As well as making CockroachDB Serverless generally available, Cockroach Labs said it’s launching a new migration toolset called CockroachDB Molt. Now in preview, it comes with a schema conversion tool that identifies and fixes incompatibility issues between source databases and CockroachDB. The idea is to ensure smooth migrations for customers that want to switch to CockroachDB.

Analyst Doug Henschen of Constellation Research said CockroachDB Serverless stands out against other serverless offerings thanks to the high scalability, resilience, consistency, SQL familiarity and compatibility with PostgreSQL that the original CockroachDB platform has become known for.

“Database providers also need to ensure that it’s easy for customers to migrate to their services,” he said. “This is where CockroachDB Molt will come in especially handy, simplifying migrations with tooling such as its schema conversion feature that’s designed to identify and fix incompatibilities between source databases and CockroachDB.”

Users may well be tempted to give CockroachDB Serverless a try, as the database is also adding new integrations with popular developer tools like Vercel, Vault and Terraform.

The integration with Vercel, an open-source framework for the React programming language, ensures developers can build and deploy web applications written in that language without any configuration, management or maintenance hassles, the company said.
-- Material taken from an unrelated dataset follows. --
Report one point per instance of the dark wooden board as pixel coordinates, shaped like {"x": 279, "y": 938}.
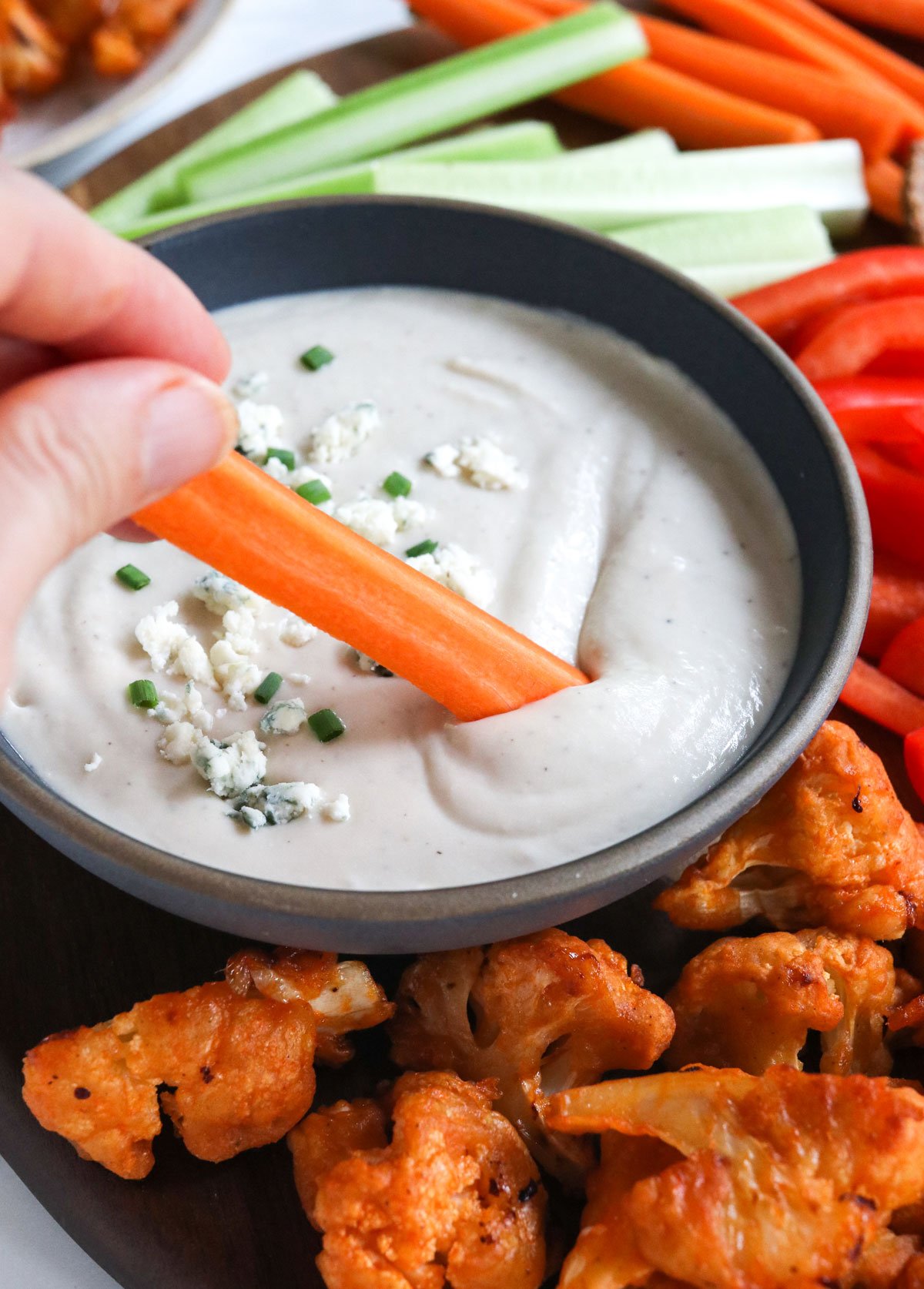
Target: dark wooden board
{"x": 76, "y": 950}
Meanwhile, by integrating with HashiCorp Inc.’s Vault, developers can now centralize and standardize access credentials for the database. Finally, there’s an integration with HashiCorp’s Terraform, an infrastructure-as-code offering that makes it easy to provision CockroachDB using automated, repeatable workflows.

“It’s good to see CockroachDB is also adopting the widely accepted standards from HashiCorp and Vercel, as these are familiar in the developer community,” Mueller added. “These integrations further reduce the time it takes to get up to speed and operate the database.”

Cockroach Labs Chief Product Officer Nate Stewart said his company aims to ensure that data-intensive applications can effortlessly scale up to serve millions of users anywhere in the world via a simple SQL-based application programming interface. “We’re a step closer to that vision now that CockroachDB Serverless is generally available,” Stewart said.